Some ways you can achieve this, that tap into what DeeDee and my mom have done, include:
* Stocking the cabinets with reusable silverware, flatware, coffee mugs and drinking bottles
Are you an ardent yard sale shopper? Do you like to troll for bargains at thrift stores? Have you ever seen an "offer" on Freecycle for old place settings? If you've answered "yes" to any of these questions, then you realize that these are all great options for finding free or very low-cost dishes and other serving utensils that you can use in the teacher's lounge or break room.
Also, teachers tend to get way too many coffee mugs as gifts from their students--ask any teacher and she'll tell you this is true. So maybe if you work in a school, all you need to do to is ask your colleagues to reach into the depths of their storage cabinets in their classrooms to find all of those gifted coffee mugs that they never knew what to do with.
Finally, if you work in a school, you might want to query your physical education teachers to see if they have overstocks of refillable water bottles. I know that at my daughters' schools, mini sports bottles are often the "prize" they get for doing some sort of fitness-oriented fundraiser like Jump Rope for Heart. Might your PE teacher have an abundance of these that can go into rotation in the staff lounge?
* Bringing in cloth napkins and washable dishtowels
Again, the idea here is to reduce the amount of trash that ends up getting thrown out after a lunch break or prep period. Ideally, you can get a couple of teachers or work colleagues to agree to bring home the cloth napkins and towels at the end of the week to wash, like my mother has volunteered to do for her meetings. I'll bet that yard sales are a great place to pick up mismatched cloth napkins sets. Who cares if they don't match?
* Providing a compost bin for food scraps
I know plenty of people who aren't as lucky as I am to have a compost bin right in their backyard, but that doesn't stop them from being committed to composting their food scraps. These folks truck their scraps to a community composting pile or bring them to a local garden that collects organic matter. Perhaps the teachers among us could convince their school district to work with the cafeteria to compost their food scraps, and then the teachers could contribute their leftovers as well. At the very least if you have a compost pile at home and are willing to bring home organic matter to add to your compost pile, then you could provide an empty bucket, tucked under a sink or in a cabinet, and then let your colleagues know that they can dump their food scraps (except for meat or dairy), including coffee grounds, in that bucket.
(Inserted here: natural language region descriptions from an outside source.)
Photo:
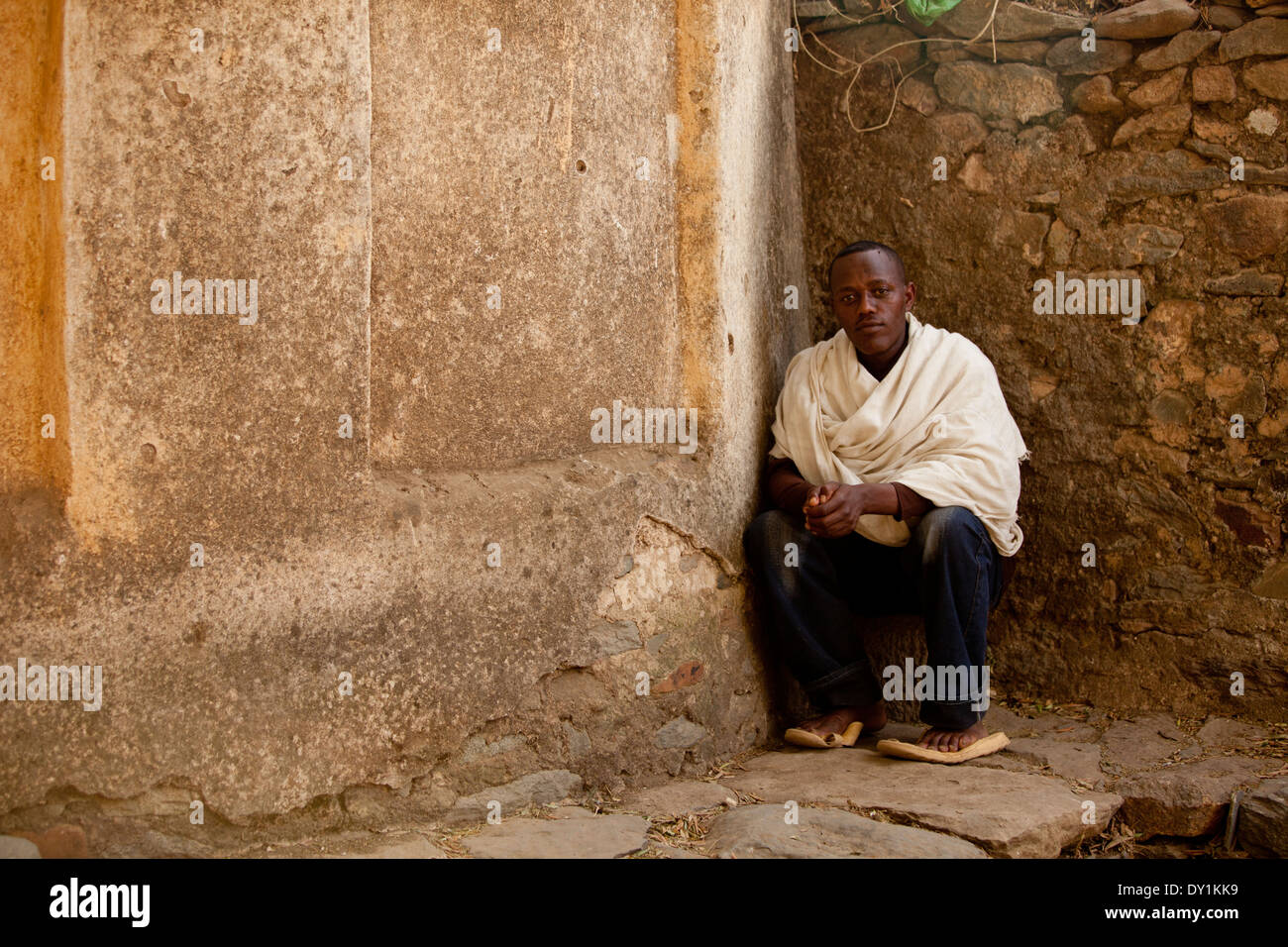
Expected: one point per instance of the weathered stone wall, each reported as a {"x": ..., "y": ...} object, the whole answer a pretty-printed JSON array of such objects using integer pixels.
[
  {"x": 372, "y": 557},
  {"x": 1115, "y": 162}
]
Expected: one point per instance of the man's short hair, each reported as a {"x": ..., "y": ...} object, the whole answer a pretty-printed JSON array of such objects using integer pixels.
[{"x": 863, "y": 247}]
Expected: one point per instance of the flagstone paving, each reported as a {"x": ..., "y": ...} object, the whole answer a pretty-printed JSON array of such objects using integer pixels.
[{"x": 1068, "y": 784}]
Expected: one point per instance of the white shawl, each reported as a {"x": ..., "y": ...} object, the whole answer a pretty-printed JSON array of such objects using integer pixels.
[{"x": 936, "y": 423}]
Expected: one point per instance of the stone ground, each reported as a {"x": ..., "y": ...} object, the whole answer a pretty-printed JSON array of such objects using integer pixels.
[{"x": 1073, "y": 783}]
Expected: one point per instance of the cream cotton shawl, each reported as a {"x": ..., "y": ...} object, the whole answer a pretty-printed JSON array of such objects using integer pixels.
[{"x": 936, "y": 423}]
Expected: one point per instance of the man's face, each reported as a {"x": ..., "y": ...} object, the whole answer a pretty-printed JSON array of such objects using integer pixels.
[{"x": 870, "y": 299}]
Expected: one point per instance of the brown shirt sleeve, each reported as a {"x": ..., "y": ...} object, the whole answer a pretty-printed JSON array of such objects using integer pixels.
[{"x": 911, "y": 502}]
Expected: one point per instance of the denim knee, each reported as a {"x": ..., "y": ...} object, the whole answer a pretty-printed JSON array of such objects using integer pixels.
[{"x": 949, "y": 528}]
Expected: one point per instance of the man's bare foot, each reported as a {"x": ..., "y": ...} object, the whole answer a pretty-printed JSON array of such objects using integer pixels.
[
  {"x": 872, "y": 718},
  {"x": 952, "y": 741}
]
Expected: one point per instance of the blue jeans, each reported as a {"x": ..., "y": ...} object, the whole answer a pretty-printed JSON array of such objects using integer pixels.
[{"x": 949, "y": 573}]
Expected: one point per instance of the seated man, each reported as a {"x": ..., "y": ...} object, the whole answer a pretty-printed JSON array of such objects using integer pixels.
[{"x": 896, "y": 474}]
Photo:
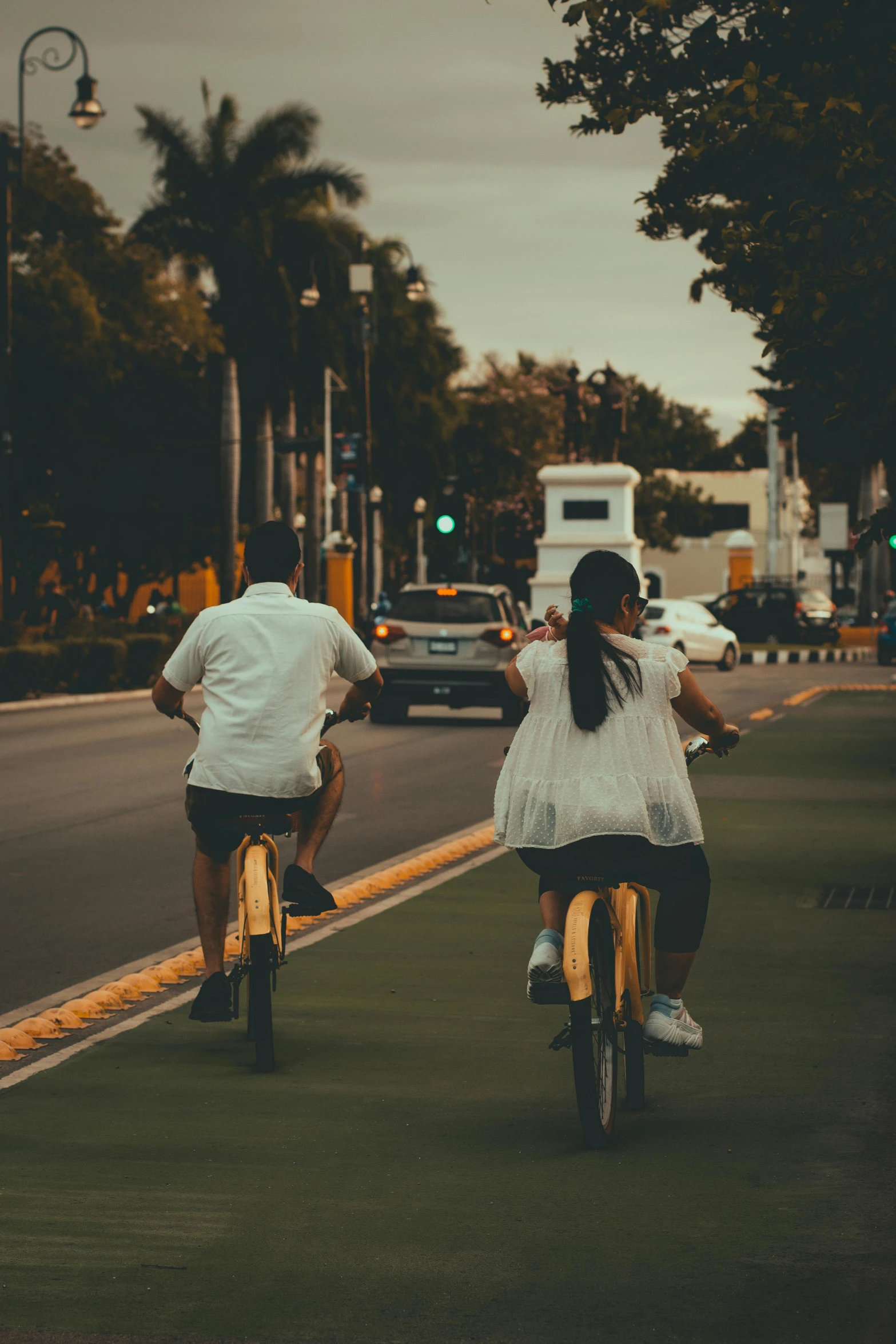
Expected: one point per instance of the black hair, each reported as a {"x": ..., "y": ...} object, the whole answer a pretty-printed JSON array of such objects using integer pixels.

* Making food and drinks on-site
Most people know that a great way to save money on workday nourishment is to bring in or make your own. Well, brewing your own coffee in the office or in the staff lounge is also a great way to cut down on people having to bring in disposable cups filled with coffee from the local coffee shop or Starbucks. At the same time, wouldn't it be great if you could have a freshly made, hot lunch that cost barely anything to cook up? Why not consider bringing in a Crock-Pot and having a schedule that you and your colleagues can use to Crock-Pot lunch? They could bring in the ingredients and dump them in the Crock-Pot before the first bell, and by the middle of the day, lunch is served! (For great ideas on easy Crock-Pot recipes, check out the blog A Year of CrockPotting.)
* Providing recycling bins
While most offices and schools have finally gotten around to recycling office paper on a regular basis, I'm convinced that not all of them are recycling plastic, metal and glass like they should be. So why not set up a clearly marked set of recycling bins in your break room or staff lounge so that when someone finished a can of Diet Coke or a bottle of water (gasp: bring a refillable bottle!), she has an easy way of tossing that can or bottle in a recycling bin instead of right into the trash.
I realize that all of these ideas are great in a vacuum and maybe you don't have colleagues who will buy into this notion of using reusables and then washing them afterwards. But you'll never know unless you try. Let me know if you can bring this up at your next staff meeting and what kind of reception your idea gets.